Tuesday, June 17, 2008

The Information Model

Continuing our discussion of using Excel rather than Word or Project to manage an information project.

A simple spreadsheet that I get a lot of use out of is one I call the Information Model. I use it first to plan my information content, then to estimate the development time for each topic (or group of topics) track who is responsible for each, the due date, and its status. It is a simple, flat table in Excel that has columns labeled Topics, Info Developer, Status, Estimate, Due Date, and Comments (for starters).

If you are revising an existing document, the topics in the spreadsheet can be taken directly from the existing document. If the application you are documenting has a UI already, you can list the UI pages themselves as the topics. If you are using use cases, you can add a column to help organize your topics by the use cases or scenario names that describe the user tasks you intend to support.


You can now use the same spreadsheet to assign different topics to different information developers.

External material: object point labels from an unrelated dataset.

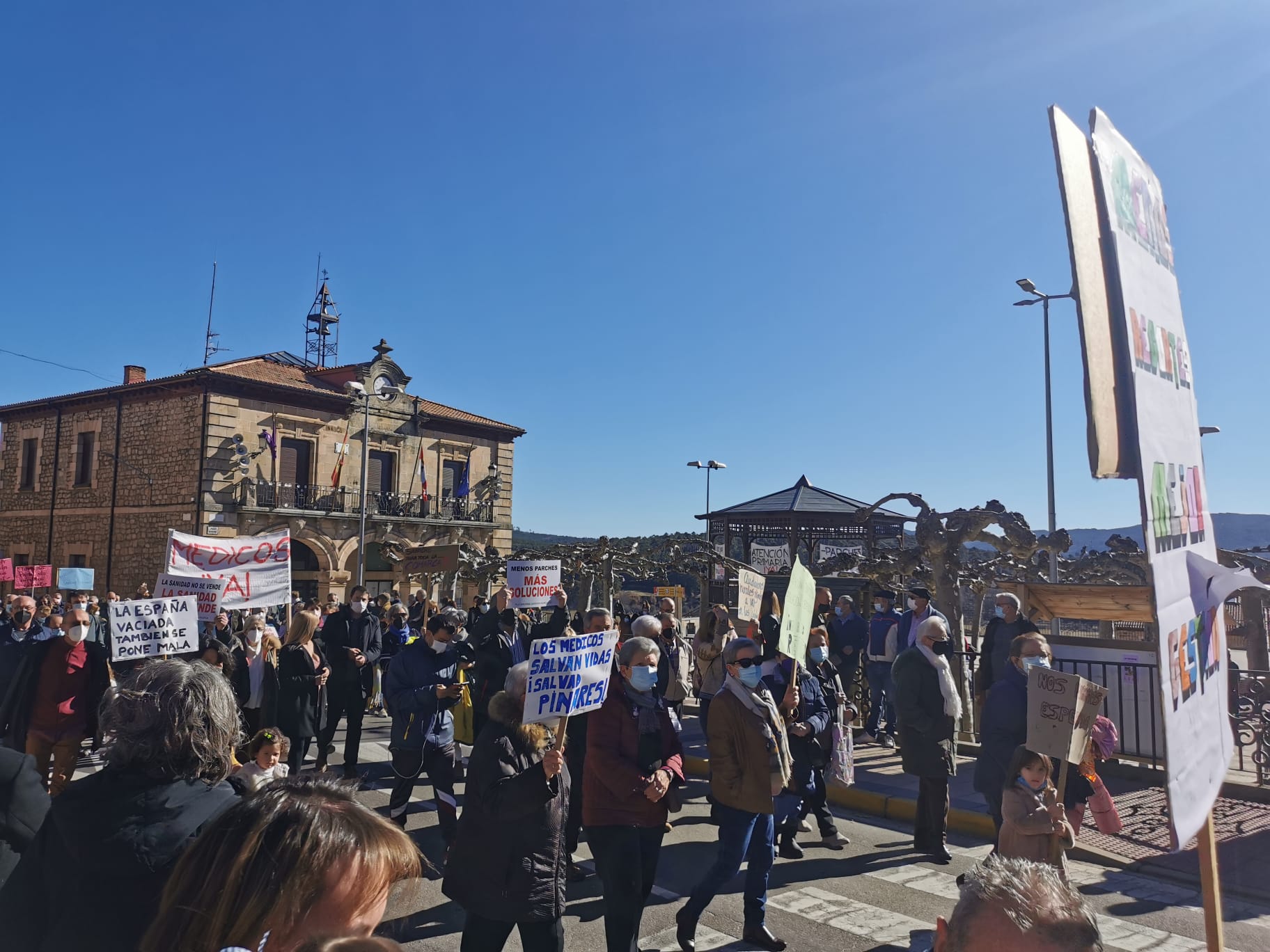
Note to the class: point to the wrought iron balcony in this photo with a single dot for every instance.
(347, 500)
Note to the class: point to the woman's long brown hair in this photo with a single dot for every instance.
(269, 859)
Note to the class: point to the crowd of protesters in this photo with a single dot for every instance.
(205, 832)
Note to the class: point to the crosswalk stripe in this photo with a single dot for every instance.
(851, 916)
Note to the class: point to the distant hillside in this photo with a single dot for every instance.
(1234, 531)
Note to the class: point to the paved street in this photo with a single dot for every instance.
(873, 895)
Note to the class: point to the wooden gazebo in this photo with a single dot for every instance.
(803, 518)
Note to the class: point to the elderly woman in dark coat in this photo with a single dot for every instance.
(507, 867)
(929, 707)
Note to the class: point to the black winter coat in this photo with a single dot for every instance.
(23, 804)
(17, 706)
(510, 859)
(343, 631)
(94, 873)
(301, 704)
(242, 683)
(926, 743)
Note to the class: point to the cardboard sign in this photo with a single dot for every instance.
(80, 579)
(568, 676)
(207, 592)
(750, 594)
(257, 569)
(533, 583)
(1060, 711)
(769, 559)
(431, 560)
(799, 608)
(32, 577)
(154, 626)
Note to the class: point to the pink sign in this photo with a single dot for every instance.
(33, 577)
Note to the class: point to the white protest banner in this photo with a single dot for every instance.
(257, 569)
(1176, 517)
(1060, 711)
(827, 550)
(750, 594)
(154, 626)
(769, 559)
(568, 676)
(533, 583)
(799, 608)
(206, 591)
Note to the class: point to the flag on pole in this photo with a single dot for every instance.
(462, 483)
(339, 460)
(423, 473)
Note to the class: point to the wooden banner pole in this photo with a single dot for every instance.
(1056, 839)
(1211, 887)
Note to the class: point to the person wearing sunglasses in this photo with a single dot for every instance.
(750, 765)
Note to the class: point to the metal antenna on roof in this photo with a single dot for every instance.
(322, 317)
(210, 346)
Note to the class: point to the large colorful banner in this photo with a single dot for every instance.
(1176, 517)
(257, 569)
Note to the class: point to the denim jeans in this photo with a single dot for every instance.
(742, 838)
(879, 688)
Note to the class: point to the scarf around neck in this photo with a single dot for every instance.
(760, 704)
(948, 688)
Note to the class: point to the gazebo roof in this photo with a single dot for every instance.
(801, 498)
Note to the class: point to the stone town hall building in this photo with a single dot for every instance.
(97, 479)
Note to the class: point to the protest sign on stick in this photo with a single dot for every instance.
(32, 577)
(568, 676)
(799, 608)
(257, 569)
(533, 583)
(72, 578)
(750, 594)
(151, 627)
(206, 591)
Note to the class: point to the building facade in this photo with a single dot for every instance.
(97, 479)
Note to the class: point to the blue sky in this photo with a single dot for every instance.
(783, 235)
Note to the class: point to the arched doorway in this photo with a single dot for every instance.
(304, 569)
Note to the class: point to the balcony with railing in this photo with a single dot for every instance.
(347, 502)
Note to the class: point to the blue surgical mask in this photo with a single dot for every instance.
(644, 677)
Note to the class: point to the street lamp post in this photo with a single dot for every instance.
(1049, 423)
(354, 389)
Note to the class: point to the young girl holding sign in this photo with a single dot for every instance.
(1032, 813)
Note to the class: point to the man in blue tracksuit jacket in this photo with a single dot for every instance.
(419, 690)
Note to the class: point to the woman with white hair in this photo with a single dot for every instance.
(507, 866)
(929, 707)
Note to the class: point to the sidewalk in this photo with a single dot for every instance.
(883, 788)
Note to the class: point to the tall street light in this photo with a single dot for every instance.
(1025, 283)
(384, 392)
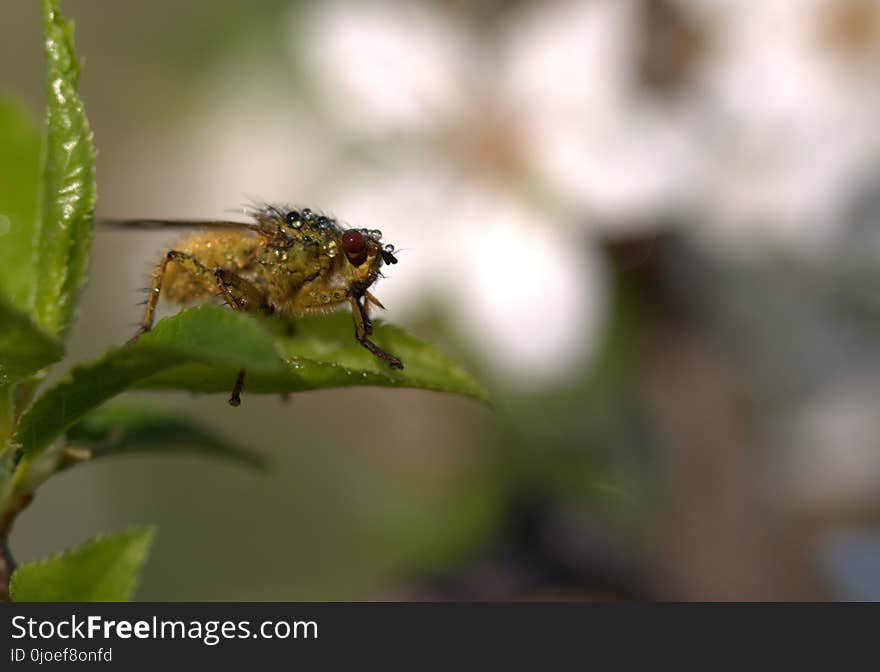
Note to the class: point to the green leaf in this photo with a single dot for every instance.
(104, 569)
(67, 194)
(19, 180)
(24, 347)
(202, 348)
(122, 430)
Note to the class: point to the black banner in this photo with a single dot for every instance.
(408, 636)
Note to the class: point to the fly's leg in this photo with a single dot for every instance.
(184, 258)
(362, 330)
(369, 300)
(245, 297)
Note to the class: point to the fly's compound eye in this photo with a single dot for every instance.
(355, 246)
(388, 255)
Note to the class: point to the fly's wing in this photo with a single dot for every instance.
(161, 224)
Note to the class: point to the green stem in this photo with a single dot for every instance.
(6, 413)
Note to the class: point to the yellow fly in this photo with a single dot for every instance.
(286, 262)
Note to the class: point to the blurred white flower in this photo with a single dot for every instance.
(792, 95)
(489, 146)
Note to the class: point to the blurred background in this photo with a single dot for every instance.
(650, 226)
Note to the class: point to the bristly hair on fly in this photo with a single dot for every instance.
(287, 261)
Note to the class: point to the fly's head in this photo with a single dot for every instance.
(365, 254)
(348, 258)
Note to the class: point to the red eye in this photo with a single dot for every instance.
(355, 246)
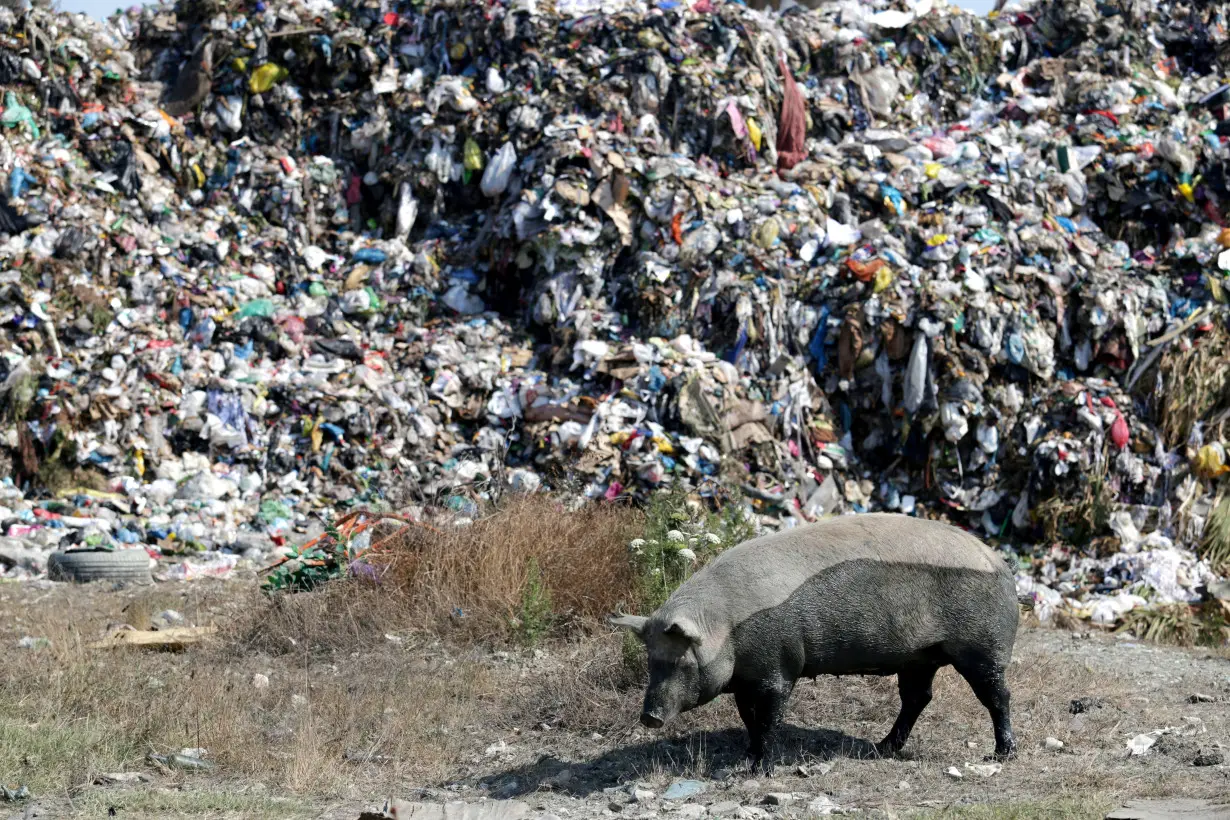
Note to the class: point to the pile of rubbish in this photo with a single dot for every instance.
(262, 262)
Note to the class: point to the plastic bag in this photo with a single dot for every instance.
(17, 114)
(915, 375)
(792, 123)
(495, 178)
(407, 210)
(129, 181)
(266, 76)
(471, 155)
(70, 244)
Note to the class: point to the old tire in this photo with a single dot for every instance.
(87, 564)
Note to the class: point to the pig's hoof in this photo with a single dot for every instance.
(759, 765)
(882, 750)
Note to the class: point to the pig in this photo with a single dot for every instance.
(866, 594)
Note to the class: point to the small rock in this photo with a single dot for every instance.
(641, 796)
(1208, 757)
(683, 789)
(822, 805)
(984, 770)
(165, 620)
(1140, 744)
(1083, 705)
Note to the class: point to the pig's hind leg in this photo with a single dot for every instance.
(914, 686)
(987, 679)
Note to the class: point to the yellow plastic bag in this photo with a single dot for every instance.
(883, 278)
(1210, 461)
(266, 76)
(754, 132)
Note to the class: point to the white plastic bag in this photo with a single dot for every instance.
(499, 170)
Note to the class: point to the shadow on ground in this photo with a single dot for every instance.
(688, 755)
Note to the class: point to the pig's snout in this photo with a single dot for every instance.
(651, 719)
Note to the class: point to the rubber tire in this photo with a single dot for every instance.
(101, 564)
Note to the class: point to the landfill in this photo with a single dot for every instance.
(263, 262)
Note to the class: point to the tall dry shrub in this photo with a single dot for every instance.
(485, 579)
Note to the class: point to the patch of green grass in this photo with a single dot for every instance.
(1058, 808)
(535, 617)
(150, 803)
(47, 754)
(1185, 625)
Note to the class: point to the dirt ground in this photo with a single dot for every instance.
(327, 705)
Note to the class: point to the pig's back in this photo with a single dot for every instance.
(856, 594)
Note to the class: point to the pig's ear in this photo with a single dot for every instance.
(634, 623)
(685, 630)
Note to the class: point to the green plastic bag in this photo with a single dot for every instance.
(471, 155)
(262, 307)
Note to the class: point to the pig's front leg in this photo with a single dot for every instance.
(761, 706)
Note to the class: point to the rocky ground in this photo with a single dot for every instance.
(326, 706)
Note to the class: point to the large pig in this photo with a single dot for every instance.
(872, 594)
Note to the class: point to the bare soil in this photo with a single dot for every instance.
(362, 706)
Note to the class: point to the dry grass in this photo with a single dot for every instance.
(1197, 385)
(352, 714)
(352, 727)
(529, 566)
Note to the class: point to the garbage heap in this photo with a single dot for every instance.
(263, 261)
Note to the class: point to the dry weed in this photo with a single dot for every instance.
(1197, 384)
(490, 579)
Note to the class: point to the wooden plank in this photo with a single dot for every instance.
(171, 638)
(1171, 809)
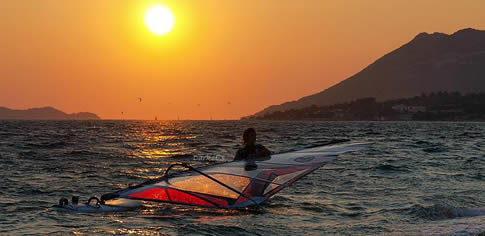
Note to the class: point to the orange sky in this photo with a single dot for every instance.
(98, 56)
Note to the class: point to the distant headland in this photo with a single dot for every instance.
(429, 63)
(44, 113)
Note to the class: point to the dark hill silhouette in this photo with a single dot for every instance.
(428, 63)
(44, 113)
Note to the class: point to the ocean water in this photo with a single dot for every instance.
(416, 178)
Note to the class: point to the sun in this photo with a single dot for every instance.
(159, 19)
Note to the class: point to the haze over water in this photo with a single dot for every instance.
(415, 178)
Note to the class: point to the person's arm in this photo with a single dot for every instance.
(262, 151)
(239, 155)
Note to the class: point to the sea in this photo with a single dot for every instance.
(414, 178)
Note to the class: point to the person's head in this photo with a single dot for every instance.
(249, 136)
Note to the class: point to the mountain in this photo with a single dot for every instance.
(428, 63)
(44, 113)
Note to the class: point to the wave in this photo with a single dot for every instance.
(441, 212)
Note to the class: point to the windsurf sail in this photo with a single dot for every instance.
(231, 185)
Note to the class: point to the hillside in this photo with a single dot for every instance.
(428, 63)
(44, 113)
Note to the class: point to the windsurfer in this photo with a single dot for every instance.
(251, 150)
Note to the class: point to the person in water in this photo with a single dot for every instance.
(251, 150)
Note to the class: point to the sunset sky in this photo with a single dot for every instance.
(232, 57)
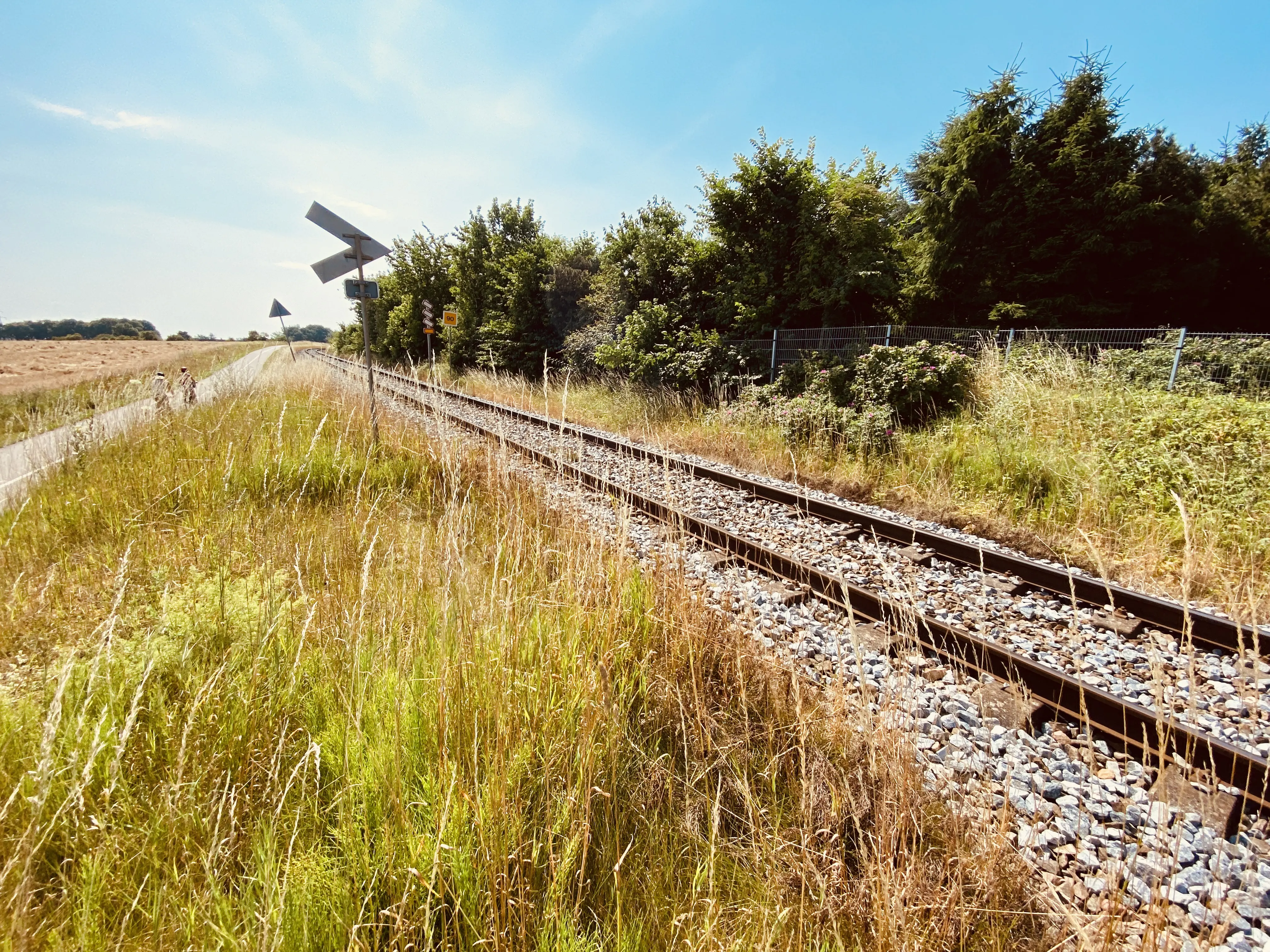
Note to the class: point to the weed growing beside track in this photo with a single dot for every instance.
(283, 690)
(1050, 457)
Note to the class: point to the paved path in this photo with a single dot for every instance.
(23, 461)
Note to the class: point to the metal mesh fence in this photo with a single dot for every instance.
(1166, 357)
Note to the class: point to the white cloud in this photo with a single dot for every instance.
(121, 120)
(133, 121)
(59, 110)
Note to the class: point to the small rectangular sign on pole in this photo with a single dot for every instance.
(355, 289)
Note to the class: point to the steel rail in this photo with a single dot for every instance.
(1203, 627)
(1131, 725)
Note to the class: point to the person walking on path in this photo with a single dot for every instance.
(159, 388)
(187, 384)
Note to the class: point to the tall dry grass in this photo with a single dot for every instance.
(290, 691)
(33, 412)
(1051, 457)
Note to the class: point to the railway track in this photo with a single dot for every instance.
(1153, 733)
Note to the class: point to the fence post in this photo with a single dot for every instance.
(1178, 359)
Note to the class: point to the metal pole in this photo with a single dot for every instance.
(366, 339)
(1178, 359)
(289, 338)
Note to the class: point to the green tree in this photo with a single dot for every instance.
(803, 247)
(1056, 215)
(1238, 212)
(501, 267)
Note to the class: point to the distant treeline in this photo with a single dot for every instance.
(107, 328)
(1025, 210)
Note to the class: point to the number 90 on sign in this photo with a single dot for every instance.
(356, 289)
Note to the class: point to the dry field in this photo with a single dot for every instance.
(28, 366)
(48, 384)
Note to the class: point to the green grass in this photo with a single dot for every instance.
(38, 411)
(283, 690)
(1166, 492)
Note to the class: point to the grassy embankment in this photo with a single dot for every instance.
(1051, 457)
(38, 411)
(291, 692)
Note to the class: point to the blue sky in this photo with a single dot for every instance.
(157, 159)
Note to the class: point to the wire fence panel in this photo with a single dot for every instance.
(1168, 357)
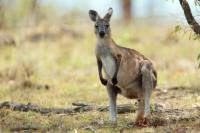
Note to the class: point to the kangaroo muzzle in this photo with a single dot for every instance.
(101, 34)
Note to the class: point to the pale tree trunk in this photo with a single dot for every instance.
(189, 17)
(126, 11)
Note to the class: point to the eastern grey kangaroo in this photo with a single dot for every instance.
(127, 72)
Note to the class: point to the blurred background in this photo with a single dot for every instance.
(47, 55)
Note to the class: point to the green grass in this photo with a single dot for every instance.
(68, 66)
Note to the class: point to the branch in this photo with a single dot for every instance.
(189, 17)
(78, 108)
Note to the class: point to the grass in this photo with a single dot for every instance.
(67, 65)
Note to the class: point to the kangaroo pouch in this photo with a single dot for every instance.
(109, 66)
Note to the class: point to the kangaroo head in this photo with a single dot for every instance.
(101, 25)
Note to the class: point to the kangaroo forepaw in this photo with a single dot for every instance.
(114, 81)
(104, 81)
(142, 122)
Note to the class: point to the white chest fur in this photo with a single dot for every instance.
(109, 65)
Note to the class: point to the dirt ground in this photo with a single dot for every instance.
(54, 66)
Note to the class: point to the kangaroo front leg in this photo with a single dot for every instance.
(147, 88)
(99, 64)
(112, 94)
(147, 85)
(118, 60)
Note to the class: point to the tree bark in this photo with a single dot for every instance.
(189, 17)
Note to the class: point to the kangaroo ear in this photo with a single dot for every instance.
(93, 15)
(109, 14)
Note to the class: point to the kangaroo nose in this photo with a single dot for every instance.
(102, 34)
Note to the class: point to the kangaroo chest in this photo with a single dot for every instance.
(108, 62)
(109, 65)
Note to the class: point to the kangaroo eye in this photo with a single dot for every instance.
(107, 26)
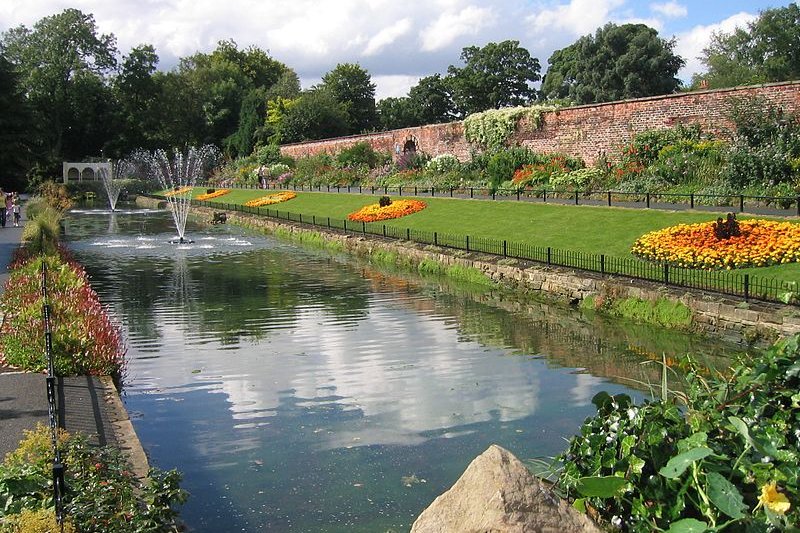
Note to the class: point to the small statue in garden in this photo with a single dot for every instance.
(727, 228)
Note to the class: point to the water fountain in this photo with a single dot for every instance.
(178, 173)
(111, 183)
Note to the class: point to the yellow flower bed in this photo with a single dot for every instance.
(182, 190)
(397, 209)
(271, 199)
(759, 243)
(215, 194)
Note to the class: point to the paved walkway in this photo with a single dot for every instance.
(90, 405)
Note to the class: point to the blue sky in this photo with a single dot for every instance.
(396, 41)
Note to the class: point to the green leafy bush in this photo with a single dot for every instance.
(443, 163)
(725, 457)
(766, 143)
(103, 496)
(361, 154)
(492, 128)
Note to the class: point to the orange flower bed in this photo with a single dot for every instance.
(760, 243)
(397, 209)
(271, 199)
(215, 194)
(182, 190)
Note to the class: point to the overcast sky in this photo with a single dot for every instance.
(397, 41)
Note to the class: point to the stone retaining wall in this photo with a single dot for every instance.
(711, 313)
(584, 131)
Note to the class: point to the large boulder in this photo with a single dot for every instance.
(498, 494)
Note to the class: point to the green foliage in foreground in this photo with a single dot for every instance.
(721, 456)
(84, 339)
(661, 311)
(102, 493)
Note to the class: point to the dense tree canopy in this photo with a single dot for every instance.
(497, 75)
(61, 62)
(352, 86)
(15, 134)
(767, 51)
(616, 63)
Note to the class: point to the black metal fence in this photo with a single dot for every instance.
(779, 205)
(53, 404)
(720, 281)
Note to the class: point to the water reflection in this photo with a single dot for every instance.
(297, 390)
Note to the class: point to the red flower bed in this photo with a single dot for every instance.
(397, 209)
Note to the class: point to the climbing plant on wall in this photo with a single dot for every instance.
(491, 129)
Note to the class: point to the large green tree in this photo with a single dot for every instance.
(351, 85)
(316, 114)
(768, 50)
(616, 63)
(137, 97)
(15, 133)
(220, 81)
(497, 75)
(62, 63)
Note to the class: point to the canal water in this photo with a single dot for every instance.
(302, 390)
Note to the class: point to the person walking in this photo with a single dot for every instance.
(8, 207)
(15, 210)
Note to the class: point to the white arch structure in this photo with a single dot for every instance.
(84, 171)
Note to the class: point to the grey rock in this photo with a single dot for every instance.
(498, 494)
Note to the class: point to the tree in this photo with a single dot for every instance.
(351, 85)
(221, 80)
(497, 75)
(431, 101)
(767, 51)
(316, 114)
(396, 113)
(618, 62)
(138, 103)
(15, 135)
(54, 61)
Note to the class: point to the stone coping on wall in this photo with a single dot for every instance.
(711, 313)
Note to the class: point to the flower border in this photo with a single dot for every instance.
(760, 243)
(271, 199)
(215, 194)
(397, 209)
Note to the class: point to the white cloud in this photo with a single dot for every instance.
(670, 9)
(393, 85)
(578, 17)
(453, 24)
(387, 36)
(690, 44)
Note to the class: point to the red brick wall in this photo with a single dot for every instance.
(585, 131)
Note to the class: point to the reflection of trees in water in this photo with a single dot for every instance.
(606, 347)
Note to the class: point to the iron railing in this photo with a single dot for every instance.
(725, 282)
(778, 205)
(53, 410)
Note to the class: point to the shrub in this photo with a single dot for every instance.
(766, 142)
(492, 128)
(84, 340)
(443, 163)
(503, 163)
(361, 154)
(268, 155)
(727, 458)
(41, 233)
(104, 495)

You can also use the spreadsheet to size the project. For example, in one project the general scope of a screen could be described by the number of tabs it had. So I created a column called tabs and we inventoried how many tabs were on each screen. We then estimated that each tab would take a half-day to document, so we wrote a simple formula in Excel to estimate the days each topic would take by multiplying the number of tabs by .5. We then summed that column to see the total project estimate.

  • Tip: Put the estimation variable (in this case we started with .5) in its own cell and point to it in the estimation formulas. For example, if the estimation variable was in cell H3, and the number of tabs for a particular topic was in B5, the estimation formula for that topic would be "=$H$3*B5" Note: The $ makes that an absolute address, so if you copy that formula for all the topics, B5 will automatically change to the appropriate cell that contains that topic's number of tabs (e.g., C5, D5, E5, etc.), but the estimation variable will always come from H3. This way you can play some easy "what if" scenarios by changing the estimation variable in H3 and instantly seeing the impact it has on the project time.
Once the topics have been sized and assigned to information developers, you can ask each info developer to schedule their assigned topics. For example, if an info developer thinks she can devote an effective 3 days a week to the project, then she could group topics into weekly chunks by assigning the same weekly due date to 3 days' worth of topics. Or if a topic would take 6 days, she could make sure she allocated two weeks to get it done.
  • Tip: Have info developers make all topics due on Fridays. That way the project manager or department manager can filter by a given date to see everything due that week.

And that last tip brings up a really useful feature of Excel, the ability to apply filters. Once you have your table built, do the following:

  1. Highlight the heading row for the data columns.
  2. Click Data > Filter > Autofilter on the menu.

You now get drop lists at the top of each column that let you filter and sort the table by the data in that column. This lets you do things like see only the topics that Mike is working on, or only the topics that are due this Friday. You can apply multiple filters, e.g., see Mike's topics that are due this Friday or see Mike's topics where status is blank.

Of course this approach needs to be modified for what make sense in your world, e.g., I like weekly scheduling units, you might prefer monthly. But the point is, if you put your plan in a spreadsheet instead of a document, you get a more powerful database and calculator tool to help you plan and track the project.